BVBB Bürgerverein Berlin Brandenburg e.V.

BVBB: Verkehrsministerium setzt Vernebelung und Vertuschung fort

Der Pressesprecher des Brandenburger Verkehrsministerium weist Vorwürfe zurück, die niemand erhoben hat.  Ministeriumssprecher Schade unterstellt  dem BVBB fälschlich behauptet zu haben, dass Briefe nicht an angegebenen Stellen zu finden seien und unternimmt den untauglichen Versuch dies an Hand der Nummerierung eigener Akten zu belegen.
Ministeriumssprecher Schade spricht lediglich davon, dass sein intern in Kopie vorliegender Vorgang der Flugroutenroutenplanung von 1997 bis 1998 mit dem Originalvorgang, der beim Bundesverwaltungsgericht (BVerwG) vorliegt, übereinstimmt, und dies sogar mit den entsprechenden Seitenzahlen. Eine gegenteilige Behauptung hat der BVBB  nie aufgestellt.
Das Verkehrsministerium beabsichtigt offenbar aber einen ganz anderen Sachverhalt zu vernebeln.
Die  auf den Seiten der Ministeriumsakten als Blatt 92 und 93 (20. August) bzw. Blatt 106 und 107 (26. Oktober) aufgeführten DFS- Briefe -unabhängig davon, dass auch eine manipulierte Variante aufgefunden wurde- sollten ursprünglich als Seite 41 bis 42 in den Planfeststellungsantrag im Band M12 einfließen.
In der gebundenen Fassung des Gutachtens M12, dass dann als Antragsunterlage zur Planfeststellung einging und zur Öffentlichkeitsbeteiligung ausgelegt wurde, ist genau dieses Schreiben vom 20.08.98 nicht dargestellt worden. Es heißt auf Seite 40 der zur Auslegung gebundenen Antragsunterlage, dass die Seite 41 bis 42 nicht belegt sind.

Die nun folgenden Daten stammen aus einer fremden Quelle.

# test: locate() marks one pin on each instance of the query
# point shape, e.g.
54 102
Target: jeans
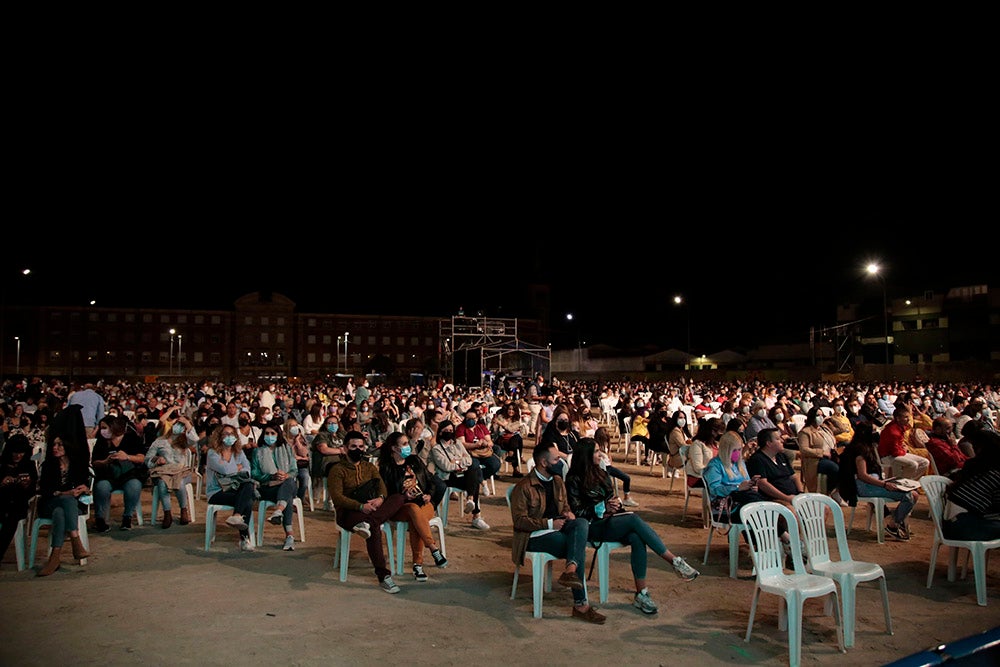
905 499
102 497
569 543
618 474
631 529
282 493
65 513
164 492
969 526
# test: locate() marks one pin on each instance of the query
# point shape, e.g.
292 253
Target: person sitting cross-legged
539 502
363 503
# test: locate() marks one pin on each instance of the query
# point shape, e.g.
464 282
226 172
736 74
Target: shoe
570 580
684 571
591 615
388 585
644 603
362 529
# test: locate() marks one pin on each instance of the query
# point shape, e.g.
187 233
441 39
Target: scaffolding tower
487 349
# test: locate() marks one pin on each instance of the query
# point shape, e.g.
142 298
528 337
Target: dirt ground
154 596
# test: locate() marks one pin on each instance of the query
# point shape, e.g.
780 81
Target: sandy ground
154 596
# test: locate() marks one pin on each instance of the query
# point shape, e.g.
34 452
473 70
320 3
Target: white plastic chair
343 549
156 501
402 527
847 572
264 505
934 487
760 520
733 535
81 525
210 512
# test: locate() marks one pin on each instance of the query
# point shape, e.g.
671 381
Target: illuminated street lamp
874 269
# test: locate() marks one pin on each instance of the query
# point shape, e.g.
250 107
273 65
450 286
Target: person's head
354 441
770 441
546 457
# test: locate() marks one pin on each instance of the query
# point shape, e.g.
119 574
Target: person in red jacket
944 448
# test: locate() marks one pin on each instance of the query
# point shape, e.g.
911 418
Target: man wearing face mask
352 480
758 421
544 522
454 464
476 437
559 433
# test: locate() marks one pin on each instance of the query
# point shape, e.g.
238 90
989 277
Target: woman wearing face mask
119 461
273 467
227 464
453 463
559 432
171 461
591 497
817 447
294 435
403 472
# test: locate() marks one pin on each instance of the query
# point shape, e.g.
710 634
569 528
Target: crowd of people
393 454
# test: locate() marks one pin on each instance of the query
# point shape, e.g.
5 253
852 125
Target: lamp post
875 270
679 301
172 332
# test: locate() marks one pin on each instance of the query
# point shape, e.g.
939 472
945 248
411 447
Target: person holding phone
591 498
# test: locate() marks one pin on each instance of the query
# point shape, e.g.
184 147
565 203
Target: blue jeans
905 499
64 512
569 543
164 492
630 529
102 497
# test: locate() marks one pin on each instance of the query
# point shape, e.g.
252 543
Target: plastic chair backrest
934 486
811 511
760 521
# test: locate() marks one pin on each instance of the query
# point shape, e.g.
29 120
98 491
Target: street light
679 301
172 332
875 270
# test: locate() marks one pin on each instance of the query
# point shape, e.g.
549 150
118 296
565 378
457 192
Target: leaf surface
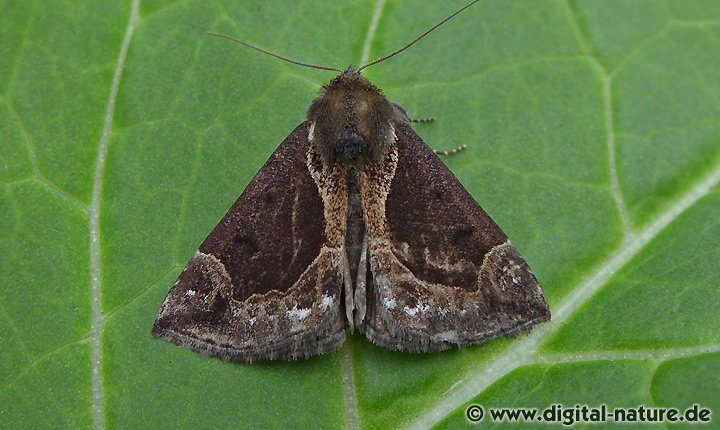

Es liegt auf der Hand, warum hier so verfahren wurde. Man wollte die Öffentlichkeit über die wahre Betroffenheit der sich aus der notwendigen Divergenz von 15 Grad beim Abflugverfahren ergebenden zusätzlichen Lärmbelastung für die Umgebung des Flughafens Berlin-Schönefeld hinwegtäuschen. Vor allem gilt diese für die Betroffenen in Berlin-Lichtenrade, Mahlow-Nord, Teltow, Stahnsdorf und Berlin-Wannsee.
Durch Belegung in den eigenen paginierten Akten sollte dem Gericht bei Aktenübergabe offenbar vorgetäuscht werden, dass der Sachverhalt der divergierenden Flugrouten Gegenstand der Planfeststellung bzw. seiner Erörterung gewesen sei.
Die Frage, warum die betreffenden DFS-Schreiben nicht in den Planfeststellungsunterlagen enthalten waren, hat Herr Schade wohlweislich nicht beantwortet.

Offen bleibt auch die Frage, warum das Ministerium  Akten zur Flugroutenplanung an das BVerwG ausreicht, obwohl sonst immer strikt auf einer juristischen Trennung von Planfeststellungsbeschluss und Flugroutenplanung bestanden wird.